How much are you looking to spend and what camera do you need it for?  

I took this image a few weeks ago with a tripod and nikon d90 and sigma 70-200mm 2.8

PS not sure but I am pretty sure you can not put 2 teleconverters on a camera.  

Also  I would have to say that that KIMUNOR is not worth buying


----------



## Cricketboy (Jan 8, 2011)

I need it for a Pentax K1000 bayonet mount. I've been looking at this one for a while. Pentax PK Mount Rokinon 80-250mm Macro Zoom f4.5-4.8 - eBay (item 230569996709 end time Jan-08-11 20:58:20 PST)


----------



## John Mc (Jan 9, 2011)

The link you posted is pritty much a telescope,just get a 2x tc and you should be set.


----------



## maris (Jan 9, 2011)

A useful rule is the size of the moon's image is obtained by dividing the lens focal length by 100. A 500mm lens will give you a 5mm diameter moon image, for example. 

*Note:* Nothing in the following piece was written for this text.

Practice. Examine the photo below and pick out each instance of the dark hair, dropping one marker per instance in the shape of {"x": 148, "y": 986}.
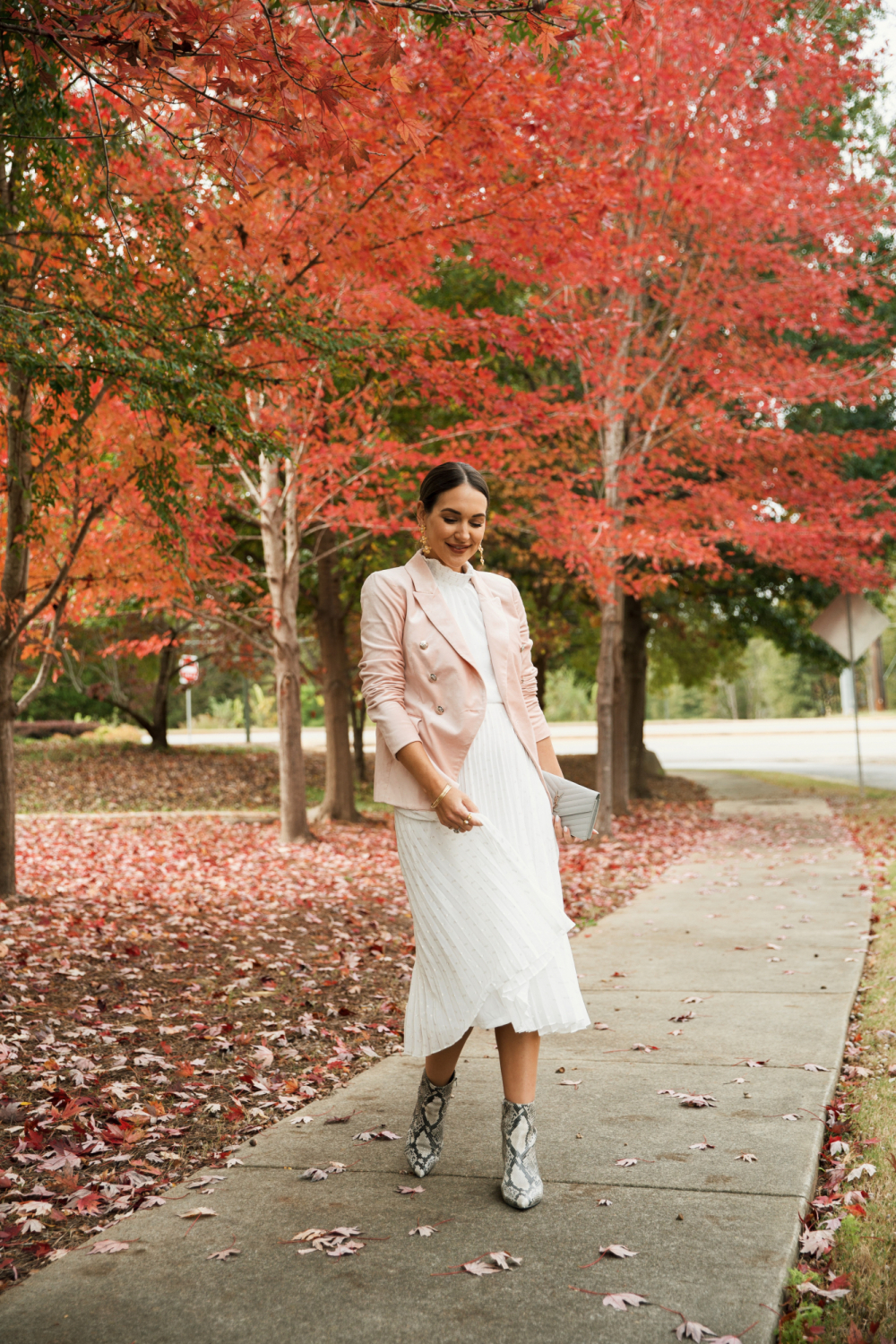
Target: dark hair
{"x": 446, "y": 476}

For a fixed camera, like on a tripod, earth rotation will shift a moon image by its own diameter in 120 seconds. Really sharp moon images need a fast shutter speed or an equatorial tracking mount. For example a moon photographed with a 500mm lens and then enlarged to 40mm diameter on an 8 X 10 photograph needs a shutter speed of 1/2 second or faster to look sharp.


----------



## Cricketboy (Jan 9, 2011)

maris said:


> A useful rule is the size of the moon's image is obtained by dividing the lens focal length by 100. A 500mm lens will give you a 5mm diameter moon image, for example.
> 
> For a fixed camera, like on a tripod, earth rotation will shift a moon image by its own diameter in 120 seconds. Really sharp moon images need a fast shutter speed or an equatorial tracking mount. For example a moon photographed with a 500mm lens and then enlarged to 40mm diameter on an 8 X 10 photograph needs a shutter speed of 1/2 second or faster to look sharp.


Thanks! I'm assuming you would want to use the widest f stop you can? I ended up getting an f/4.5 80-250mm lens. I also found out from another thread that you can stack teleconverters, although not recommended due to the light loss.


----------